During the session, they explained how their collaboration with external partners led to the creation of four rules for AI project success. The four rules include:

  1. Choose a project that matters.
  2. Get your data right.
  3. Have business buy-in.
  4. Explain your AI/ML.

Taking a closer look at the fourth rule, Churchwell said, “Be ready to explain and demonstrate your models. Stakeholders range from curious to skeptical, so you must be able to explain how it works. You want to have the ability to explain how the models work, why you're having to pull the data, and why you're having to make the decisions that you make.”

Churchwell explained that her team prepared executive readouts in order to educate stakeholders on predictive analytics and clarify the specifics of the business case. “You want to have some type of presentation that carries your audience through exactly what is going on in regard to the business end,” he said. “And be sure to frame model results in terms of business outcomes, not just the statistics.”

At the finish line, you want to deliver the most accurate model — a model that has the lowest error rate, depending on what you’re predicting. While that model is in the works, you will need an explanatory model, which is just like it sounds: a model that helps business owners and/or the executive team learn more about the inner workings of the model or the insights it is working to predict.

“In our case, it [the predictor] was customers,” said Churchwell. “What customers have the highest probabilities? What do they look like? What kind of clusters? What do the customers look like who are most likely to make those purchases? It may not be the model that you put in production, but it explains the inner workings.”

Insight #5: AI Will Be Built into Familiar Tools, Ready to Deploy.

There are some big questions left to be answered regarding AI, like how do we actually democratize this capability? We want it to serve the needs and capabilities of more than just the very advanced such as data scientists and ML ops teams.
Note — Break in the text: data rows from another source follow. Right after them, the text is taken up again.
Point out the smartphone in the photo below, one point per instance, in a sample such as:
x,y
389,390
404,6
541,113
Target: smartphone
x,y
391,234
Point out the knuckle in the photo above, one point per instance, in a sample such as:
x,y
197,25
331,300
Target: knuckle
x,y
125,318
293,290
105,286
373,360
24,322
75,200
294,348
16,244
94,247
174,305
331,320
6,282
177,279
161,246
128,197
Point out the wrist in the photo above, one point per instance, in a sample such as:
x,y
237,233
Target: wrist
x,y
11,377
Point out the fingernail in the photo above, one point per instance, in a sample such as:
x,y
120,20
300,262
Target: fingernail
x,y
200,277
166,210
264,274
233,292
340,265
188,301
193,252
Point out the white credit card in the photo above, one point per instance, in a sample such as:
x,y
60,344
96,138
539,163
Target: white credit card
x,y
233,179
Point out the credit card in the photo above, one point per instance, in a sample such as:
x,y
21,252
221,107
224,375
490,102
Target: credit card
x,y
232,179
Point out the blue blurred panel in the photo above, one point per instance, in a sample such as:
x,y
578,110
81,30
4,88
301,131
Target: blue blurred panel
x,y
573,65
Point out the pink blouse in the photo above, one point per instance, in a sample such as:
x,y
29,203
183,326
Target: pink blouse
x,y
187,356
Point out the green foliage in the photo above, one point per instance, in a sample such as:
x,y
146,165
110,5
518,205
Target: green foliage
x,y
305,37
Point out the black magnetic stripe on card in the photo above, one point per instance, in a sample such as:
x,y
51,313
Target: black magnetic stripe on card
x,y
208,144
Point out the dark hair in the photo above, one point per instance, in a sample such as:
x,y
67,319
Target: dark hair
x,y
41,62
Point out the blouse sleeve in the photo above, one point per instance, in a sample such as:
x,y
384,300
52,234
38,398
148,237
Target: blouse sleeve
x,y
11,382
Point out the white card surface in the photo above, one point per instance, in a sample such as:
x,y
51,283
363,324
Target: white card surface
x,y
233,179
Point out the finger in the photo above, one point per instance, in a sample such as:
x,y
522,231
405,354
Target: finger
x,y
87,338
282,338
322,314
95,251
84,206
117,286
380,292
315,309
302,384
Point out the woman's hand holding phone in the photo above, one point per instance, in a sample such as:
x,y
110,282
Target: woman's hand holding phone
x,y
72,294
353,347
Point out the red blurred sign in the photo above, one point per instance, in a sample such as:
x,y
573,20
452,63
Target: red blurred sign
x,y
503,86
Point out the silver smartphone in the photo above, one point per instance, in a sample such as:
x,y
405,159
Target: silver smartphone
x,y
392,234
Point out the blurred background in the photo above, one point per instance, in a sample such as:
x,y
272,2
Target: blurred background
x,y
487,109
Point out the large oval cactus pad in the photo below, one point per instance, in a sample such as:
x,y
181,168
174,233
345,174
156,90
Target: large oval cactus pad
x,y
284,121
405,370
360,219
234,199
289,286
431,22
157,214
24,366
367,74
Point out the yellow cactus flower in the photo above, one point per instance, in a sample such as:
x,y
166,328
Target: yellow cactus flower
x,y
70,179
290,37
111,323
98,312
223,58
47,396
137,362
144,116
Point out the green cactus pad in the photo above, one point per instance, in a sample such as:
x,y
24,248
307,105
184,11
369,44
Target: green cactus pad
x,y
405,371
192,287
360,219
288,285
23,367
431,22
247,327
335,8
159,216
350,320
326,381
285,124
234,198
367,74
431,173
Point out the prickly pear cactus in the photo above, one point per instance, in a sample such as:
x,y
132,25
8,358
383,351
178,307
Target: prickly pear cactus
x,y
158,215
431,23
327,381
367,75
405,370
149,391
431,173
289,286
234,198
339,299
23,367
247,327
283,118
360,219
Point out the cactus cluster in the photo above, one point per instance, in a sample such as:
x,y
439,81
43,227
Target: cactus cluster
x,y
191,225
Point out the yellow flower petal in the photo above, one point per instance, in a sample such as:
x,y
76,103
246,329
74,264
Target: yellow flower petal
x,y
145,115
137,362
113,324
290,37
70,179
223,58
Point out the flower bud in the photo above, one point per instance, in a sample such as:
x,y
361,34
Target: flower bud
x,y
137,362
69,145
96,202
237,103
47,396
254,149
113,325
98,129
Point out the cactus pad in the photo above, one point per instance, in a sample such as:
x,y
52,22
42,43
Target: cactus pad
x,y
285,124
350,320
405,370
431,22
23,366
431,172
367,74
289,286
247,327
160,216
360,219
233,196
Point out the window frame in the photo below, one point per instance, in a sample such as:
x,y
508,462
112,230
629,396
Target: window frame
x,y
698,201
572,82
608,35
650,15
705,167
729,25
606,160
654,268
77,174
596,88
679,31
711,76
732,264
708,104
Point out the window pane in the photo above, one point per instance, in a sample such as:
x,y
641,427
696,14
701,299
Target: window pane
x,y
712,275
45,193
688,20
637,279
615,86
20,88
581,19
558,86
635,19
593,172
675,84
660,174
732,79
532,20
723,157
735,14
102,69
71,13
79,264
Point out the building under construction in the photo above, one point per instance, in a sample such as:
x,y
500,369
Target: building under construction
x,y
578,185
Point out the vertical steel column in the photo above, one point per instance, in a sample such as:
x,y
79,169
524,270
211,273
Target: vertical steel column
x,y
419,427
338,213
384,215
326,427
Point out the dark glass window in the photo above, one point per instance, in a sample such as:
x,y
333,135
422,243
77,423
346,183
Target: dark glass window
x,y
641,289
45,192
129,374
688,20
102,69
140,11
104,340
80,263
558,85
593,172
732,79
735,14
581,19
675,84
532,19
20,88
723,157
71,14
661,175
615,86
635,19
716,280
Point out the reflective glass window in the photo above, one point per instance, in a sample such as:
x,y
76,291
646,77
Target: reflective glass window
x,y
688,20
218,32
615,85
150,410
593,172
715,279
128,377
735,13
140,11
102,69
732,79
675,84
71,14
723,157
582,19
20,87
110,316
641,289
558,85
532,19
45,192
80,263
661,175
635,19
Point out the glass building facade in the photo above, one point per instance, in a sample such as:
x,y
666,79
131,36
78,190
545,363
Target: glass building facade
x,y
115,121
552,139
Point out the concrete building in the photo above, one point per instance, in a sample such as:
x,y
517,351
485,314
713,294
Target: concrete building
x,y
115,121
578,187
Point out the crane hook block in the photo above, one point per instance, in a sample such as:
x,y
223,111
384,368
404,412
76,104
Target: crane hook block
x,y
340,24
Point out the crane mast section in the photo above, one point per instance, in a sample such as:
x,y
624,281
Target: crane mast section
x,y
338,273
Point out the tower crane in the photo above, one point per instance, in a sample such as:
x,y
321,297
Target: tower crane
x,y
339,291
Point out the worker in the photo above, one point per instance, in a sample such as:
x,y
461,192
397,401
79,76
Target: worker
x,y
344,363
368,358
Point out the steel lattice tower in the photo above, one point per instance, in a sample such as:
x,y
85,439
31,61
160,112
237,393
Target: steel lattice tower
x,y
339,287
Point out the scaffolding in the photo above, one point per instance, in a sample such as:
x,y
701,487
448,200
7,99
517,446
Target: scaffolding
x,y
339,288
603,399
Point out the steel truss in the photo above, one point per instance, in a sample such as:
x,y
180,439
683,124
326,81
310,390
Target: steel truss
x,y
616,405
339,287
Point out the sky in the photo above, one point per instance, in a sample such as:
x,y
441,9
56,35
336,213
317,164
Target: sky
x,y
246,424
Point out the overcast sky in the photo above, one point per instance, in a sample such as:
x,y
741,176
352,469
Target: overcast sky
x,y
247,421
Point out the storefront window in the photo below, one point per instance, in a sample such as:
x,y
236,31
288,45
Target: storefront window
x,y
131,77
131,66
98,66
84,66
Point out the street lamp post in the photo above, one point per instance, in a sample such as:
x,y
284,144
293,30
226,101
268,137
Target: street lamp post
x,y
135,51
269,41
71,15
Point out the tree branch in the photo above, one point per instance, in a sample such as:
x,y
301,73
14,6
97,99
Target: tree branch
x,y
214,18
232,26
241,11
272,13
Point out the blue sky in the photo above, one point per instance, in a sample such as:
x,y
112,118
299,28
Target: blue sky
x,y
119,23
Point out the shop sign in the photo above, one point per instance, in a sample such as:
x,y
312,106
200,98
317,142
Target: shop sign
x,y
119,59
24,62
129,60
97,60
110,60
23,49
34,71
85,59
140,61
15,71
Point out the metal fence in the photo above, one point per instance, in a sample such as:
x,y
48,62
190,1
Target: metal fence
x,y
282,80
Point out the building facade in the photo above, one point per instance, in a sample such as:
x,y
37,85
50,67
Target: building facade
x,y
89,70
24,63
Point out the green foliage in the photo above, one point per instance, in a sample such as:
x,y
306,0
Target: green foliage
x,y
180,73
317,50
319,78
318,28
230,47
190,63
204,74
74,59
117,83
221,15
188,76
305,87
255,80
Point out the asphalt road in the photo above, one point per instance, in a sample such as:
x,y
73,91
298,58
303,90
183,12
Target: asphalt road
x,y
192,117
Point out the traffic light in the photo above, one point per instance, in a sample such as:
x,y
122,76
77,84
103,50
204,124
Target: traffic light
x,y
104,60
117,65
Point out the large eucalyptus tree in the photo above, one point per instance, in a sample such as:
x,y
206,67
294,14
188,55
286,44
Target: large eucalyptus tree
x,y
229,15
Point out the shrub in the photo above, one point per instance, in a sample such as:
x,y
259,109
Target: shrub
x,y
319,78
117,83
Historically these have been highly specialized capabilities that should be used to enable and empower the business planners.

“That’s a big element for adoption,” said Scott Leshinski, Senior Vice President of Commercial Expansion for OneStream Software, one of the speakers in the session, “AI in the Office of Finance.” “We can embed machine learning within the business planning process, and the technology and the platform that's enabling that process” rather than having to build your own AI systems.

John Behme, Director of Global Financial Systems & Analytics for Sonoco, explained that while the FP&A team doesn't need to be data scientists, they should know why specific forecasting models are used for different products. “What is driving that product's forecast? Is it an external feature? Is it an external event? Is it an internal feature, internal event?” he said.

In the course of a trial run, the team learned that federal interest rates affected the sale of strawberry containers. “It's not something we would've ever estimated or thought about,” said Behme. “It creates a really unique situation for the FP&A team to come up with creative things that they know might be driving the business, and allows us to model those and train those.”

“With better demand forecasting, we can push it straight into production,” said Behme. His team will be able to produce material based on the accuracy of these forecasts, and even purchase materials and produce product — all based on “these more accurate forecasts.”

Operations can be sped up by shortening the time between forecasting and actual production. “I think we can turn things a lot faster, and that's what FP&A wants,” said Behme. “They don’t want to be grinding out spreadsheets.”